Question 151 - Excluding overtime, how many paid hours does Person 1 work per week?
Answer
- 40

Question 153 - Last week, how many hours was Person 1 away from this job because of vacation, illness, or any other reason?
Answer
- 0

Question 155 - Last week, how many hours of paid overtime did Person 1 work at this job?
Answer
- 4

Question 156 - Last week, how many extra hours without pay did Person 1 work at this job?
Answer
- 0

Question 157 - Last week, how many hours did Person 1 actually work at the main job?
Answer
- 40

Question 151 shows that Person 1 normally works 40 hours per week. Question 153 shows the respondent had no time off the previous week, and Question 155 shows that, in fact, some overtime was worked. However, Question 157 gives us the answer that all of this amounted to 40 hours worked for the week! The actual response to Question 157 should be 44 hours.

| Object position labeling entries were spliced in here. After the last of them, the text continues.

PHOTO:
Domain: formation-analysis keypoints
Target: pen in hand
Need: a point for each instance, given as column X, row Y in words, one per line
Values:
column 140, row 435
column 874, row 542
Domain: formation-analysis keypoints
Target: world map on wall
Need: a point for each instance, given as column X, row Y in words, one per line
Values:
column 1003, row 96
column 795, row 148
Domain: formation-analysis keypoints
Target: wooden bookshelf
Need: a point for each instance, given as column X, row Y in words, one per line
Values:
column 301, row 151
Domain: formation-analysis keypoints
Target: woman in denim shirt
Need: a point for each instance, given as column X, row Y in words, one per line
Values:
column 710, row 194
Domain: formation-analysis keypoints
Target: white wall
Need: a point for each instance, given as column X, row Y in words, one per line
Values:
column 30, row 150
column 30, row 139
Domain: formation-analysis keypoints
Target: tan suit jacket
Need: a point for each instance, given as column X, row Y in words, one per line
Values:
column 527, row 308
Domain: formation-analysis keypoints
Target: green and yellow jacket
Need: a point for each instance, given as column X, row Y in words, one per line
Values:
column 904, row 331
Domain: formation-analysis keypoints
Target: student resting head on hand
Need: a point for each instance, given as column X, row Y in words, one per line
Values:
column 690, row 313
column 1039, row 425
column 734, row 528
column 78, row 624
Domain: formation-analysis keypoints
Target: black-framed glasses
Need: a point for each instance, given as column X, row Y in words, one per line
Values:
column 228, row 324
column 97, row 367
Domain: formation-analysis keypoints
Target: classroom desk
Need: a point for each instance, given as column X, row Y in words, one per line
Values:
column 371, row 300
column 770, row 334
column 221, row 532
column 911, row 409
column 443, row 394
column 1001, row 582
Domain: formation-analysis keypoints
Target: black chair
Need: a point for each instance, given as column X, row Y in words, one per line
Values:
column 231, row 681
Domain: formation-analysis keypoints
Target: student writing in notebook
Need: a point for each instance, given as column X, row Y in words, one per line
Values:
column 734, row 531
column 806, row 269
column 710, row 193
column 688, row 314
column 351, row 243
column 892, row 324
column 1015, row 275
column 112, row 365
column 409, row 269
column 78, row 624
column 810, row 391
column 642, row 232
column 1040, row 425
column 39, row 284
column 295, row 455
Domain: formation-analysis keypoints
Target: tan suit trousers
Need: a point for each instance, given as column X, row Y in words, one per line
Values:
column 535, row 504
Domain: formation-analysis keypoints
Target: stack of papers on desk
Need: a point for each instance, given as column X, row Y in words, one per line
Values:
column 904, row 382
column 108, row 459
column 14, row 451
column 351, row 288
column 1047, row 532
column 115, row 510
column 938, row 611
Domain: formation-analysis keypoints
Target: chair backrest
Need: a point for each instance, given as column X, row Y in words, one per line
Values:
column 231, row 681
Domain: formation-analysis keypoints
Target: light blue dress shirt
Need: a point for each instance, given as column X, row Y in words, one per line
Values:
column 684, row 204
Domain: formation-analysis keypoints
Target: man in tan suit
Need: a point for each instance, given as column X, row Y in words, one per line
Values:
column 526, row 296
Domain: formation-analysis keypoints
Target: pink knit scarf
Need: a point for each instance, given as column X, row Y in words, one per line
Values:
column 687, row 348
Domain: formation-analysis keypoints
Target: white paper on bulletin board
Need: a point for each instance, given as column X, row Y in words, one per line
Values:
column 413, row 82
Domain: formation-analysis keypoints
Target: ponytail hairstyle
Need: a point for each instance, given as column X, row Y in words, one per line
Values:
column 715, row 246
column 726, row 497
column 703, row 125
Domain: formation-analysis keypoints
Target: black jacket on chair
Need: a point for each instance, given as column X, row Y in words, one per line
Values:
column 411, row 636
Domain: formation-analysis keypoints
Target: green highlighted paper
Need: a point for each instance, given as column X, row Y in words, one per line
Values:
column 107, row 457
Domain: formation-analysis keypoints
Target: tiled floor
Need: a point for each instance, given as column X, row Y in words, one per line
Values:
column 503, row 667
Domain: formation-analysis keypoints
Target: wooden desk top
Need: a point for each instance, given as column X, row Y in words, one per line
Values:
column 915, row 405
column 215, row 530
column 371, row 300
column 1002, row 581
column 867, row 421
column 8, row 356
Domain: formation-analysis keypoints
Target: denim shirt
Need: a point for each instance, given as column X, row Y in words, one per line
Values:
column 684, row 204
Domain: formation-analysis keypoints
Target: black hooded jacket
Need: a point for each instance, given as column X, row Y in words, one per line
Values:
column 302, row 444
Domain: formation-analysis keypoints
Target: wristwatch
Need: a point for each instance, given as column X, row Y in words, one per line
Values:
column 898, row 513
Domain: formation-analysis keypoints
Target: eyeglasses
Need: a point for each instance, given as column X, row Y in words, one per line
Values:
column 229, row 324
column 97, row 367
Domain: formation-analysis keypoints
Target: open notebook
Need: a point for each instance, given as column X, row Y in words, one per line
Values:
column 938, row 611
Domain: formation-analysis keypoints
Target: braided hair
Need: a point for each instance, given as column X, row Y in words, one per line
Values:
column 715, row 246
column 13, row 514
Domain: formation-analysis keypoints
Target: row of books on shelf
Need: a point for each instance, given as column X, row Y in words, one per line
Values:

The answers to individual questions look acceptable. It is only by comparing them with each other that we find one or more of the answers to be wrong.

Cross-referencing, a form of a consistency edit, is only one type of data editing that compares the answers of various questions. Cross-referencing can be performed manually or with the use of editing software.

This edit indicates that further action should be taken to ensure an accurate response in the above example; the interviewer will need to get in touch with the household and verify the number of hours worked by Person 1.

In computer-assisted personal or telephone interviews, the interviewer would receive an electronic warning when trying to enter 40 as a response to Question 157. The interviewer could then immediately double-check the answer with the respondent. This system is much faster, and eliminates the burden of trying to contact the respondent later on.

Editing as a management tool

The editing process can also be a valuable tool in assessing the quality of the data by indicating the required modifications. By indicating potential causes of problems, editing can also be an effective way of avoiding the need to repeat the survey.